As a new genre for me and with all of us becalmed with Covid, there was plenty of time to do some useful research. Watching TV crime series and reading the greats was a good start. I like to do what creative writing teachers call critical reading/watching, noting how the author deploys point of view, plot twists, rounded characters, cliff hangers, and even clichés. More than any other genre, crime fiction comes with reader expectations and leans into a formula. Knowing that is half the battle. The originality comes by bending the formula to your own ends – with unexpected characters, crimes and location. Setting becomes a character in itself (and always drives plot and atmosphere), especially interesting when it is unfamiliar territory to the reader — like Singapore under Japanese Occupation. 

PD James wrote: “One of the ancillary pleasures of reading mysteries is that of discovering new facts and gaining an insight into different and fascinating worlds. It has been said that a good mystery consists of twenty-five percent puzzle, twenty-five percent characterization, and fifty percent what the author knows best.” If you want to read her insights into crime fiction look at the Paris Review.
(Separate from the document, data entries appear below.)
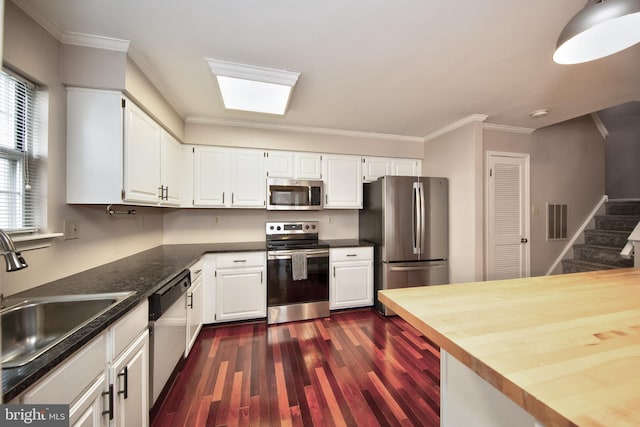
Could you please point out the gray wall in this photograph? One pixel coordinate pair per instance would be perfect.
(567, 166)
(622, 150)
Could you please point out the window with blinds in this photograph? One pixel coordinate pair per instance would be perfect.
(20, 185)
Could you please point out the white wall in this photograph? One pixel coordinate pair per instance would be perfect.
(33, 52)
(457, 156)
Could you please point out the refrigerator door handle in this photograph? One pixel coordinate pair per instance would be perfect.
(415, 217)
(421, 210)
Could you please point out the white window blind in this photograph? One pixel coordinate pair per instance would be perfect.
(20, 182)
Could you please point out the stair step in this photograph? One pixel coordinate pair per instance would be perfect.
(601, 255)
(612, 238)
(623, 207)
(577, 266)
(617, 222)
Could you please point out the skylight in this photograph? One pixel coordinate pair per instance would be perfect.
(252, 88)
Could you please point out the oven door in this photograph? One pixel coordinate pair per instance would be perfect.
(303, 299)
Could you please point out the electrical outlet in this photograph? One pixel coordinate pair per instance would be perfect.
(71, 229)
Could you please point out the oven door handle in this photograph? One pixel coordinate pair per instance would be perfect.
(287, 254)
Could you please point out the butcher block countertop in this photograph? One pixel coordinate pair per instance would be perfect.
(566, 348)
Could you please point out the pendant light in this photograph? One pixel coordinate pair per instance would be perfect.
(601, 28)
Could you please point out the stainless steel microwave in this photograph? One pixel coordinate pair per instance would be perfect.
(294, 194)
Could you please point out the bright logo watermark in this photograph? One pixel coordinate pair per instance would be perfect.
(34, 415)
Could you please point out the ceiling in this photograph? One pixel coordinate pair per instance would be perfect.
(406, 68)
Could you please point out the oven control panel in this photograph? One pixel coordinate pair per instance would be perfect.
(296, 227)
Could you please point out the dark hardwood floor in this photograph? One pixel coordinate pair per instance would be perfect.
(356, 368)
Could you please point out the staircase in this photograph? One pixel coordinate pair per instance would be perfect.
(602, 245)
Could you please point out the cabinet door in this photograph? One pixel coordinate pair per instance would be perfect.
(279, 164)
(405, 167)
(129, 375)
(87, 410)
(351, 284)
(194, 312)
(211, 166)
(142, 140)
(240, 294)
(375, 167)
(307, 165)
(343, 181)
(171, 170)
(248, 180)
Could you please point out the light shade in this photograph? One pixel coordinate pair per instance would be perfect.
(601, 28)
(251, 88)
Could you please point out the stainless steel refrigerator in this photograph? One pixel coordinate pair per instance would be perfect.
(407, 218)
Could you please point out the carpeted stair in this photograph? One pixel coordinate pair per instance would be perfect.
(602, 245)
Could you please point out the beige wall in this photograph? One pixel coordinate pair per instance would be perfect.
(33, 52)
(457, 156)
(567, 166)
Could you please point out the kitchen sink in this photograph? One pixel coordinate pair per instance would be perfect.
(31, 326)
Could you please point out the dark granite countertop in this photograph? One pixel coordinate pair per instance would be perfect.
(143, 273)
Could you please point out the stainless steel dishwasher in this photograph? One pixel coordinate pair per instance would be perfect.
(167, 331)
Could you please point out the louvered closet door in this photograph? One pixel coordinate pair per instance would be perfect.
(508, 217)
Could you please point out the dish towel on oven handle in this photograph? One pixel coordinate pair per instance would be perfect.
(299, 265)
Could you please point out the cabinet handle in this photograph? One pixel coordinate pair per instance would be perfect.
(125, 374)
(110, 410)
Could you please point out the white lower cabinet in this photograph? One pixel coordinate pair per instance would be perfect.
(241, 289)
(94, 380)
(235, 286)
(194, 305)
(129, 376)
(351, 279)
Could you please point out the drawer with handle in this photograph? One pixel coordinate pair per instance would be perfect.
(351, 254)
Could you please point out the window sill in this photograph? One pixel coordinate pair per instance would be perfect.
(34, 241)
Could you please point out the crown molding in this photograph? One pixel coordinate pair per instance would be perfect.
(301, 129)
(98, 42)
(41, 18)
(505, 128)
(453, 126)
(600, 125)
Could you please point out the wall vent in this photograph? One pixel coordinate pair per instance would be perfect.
(556, 221)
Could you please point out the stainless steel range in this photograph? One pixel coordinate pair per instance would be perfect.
(297, 272)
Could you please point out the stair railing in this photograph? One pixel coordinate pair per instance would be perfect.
(577, 234)
(633, 243)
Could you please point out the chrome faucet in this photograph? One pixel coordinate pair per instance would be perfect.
(12, 257)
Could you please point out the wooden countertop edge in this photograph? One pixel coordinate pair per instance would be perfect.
(546, 415)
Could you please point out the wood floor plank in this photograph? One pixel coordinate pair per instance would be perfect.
(356, 368)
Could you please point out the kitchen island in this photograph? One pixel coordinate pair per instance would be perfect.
(553, 351)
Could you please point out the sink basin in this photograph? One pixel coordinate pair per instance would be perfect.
(31, 326)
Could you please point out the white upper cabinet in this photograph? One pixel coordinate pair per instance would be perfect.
(248, 180)
(279, 164)
(298, 165)
(116, 153)
(229, 177)
(307, 165)
(406, 167)
(342, 175)
(210, 169)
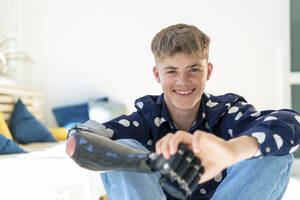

With the intriguing detectives Bach and Hayashi in Japanese-occupied Singapore, can readers anticipate more historical crime novels featuring them in the future?

The plan is to tell the story of the Occupation from the Fall to the atom bomb. Is it too ambitious? Perhaps. Time will tell. Book two is underway in any case. Three murders, restless spirits and a disappearance, the dreaded secret police and twisty trouble galore for Bach and Hayashi! All the titles of the books, will be thematic, and the theme will be reflected in the central crime. 

Details: Tokyo Time is published by Brash Books (USA) in paperback and eBook, priced in local currencies.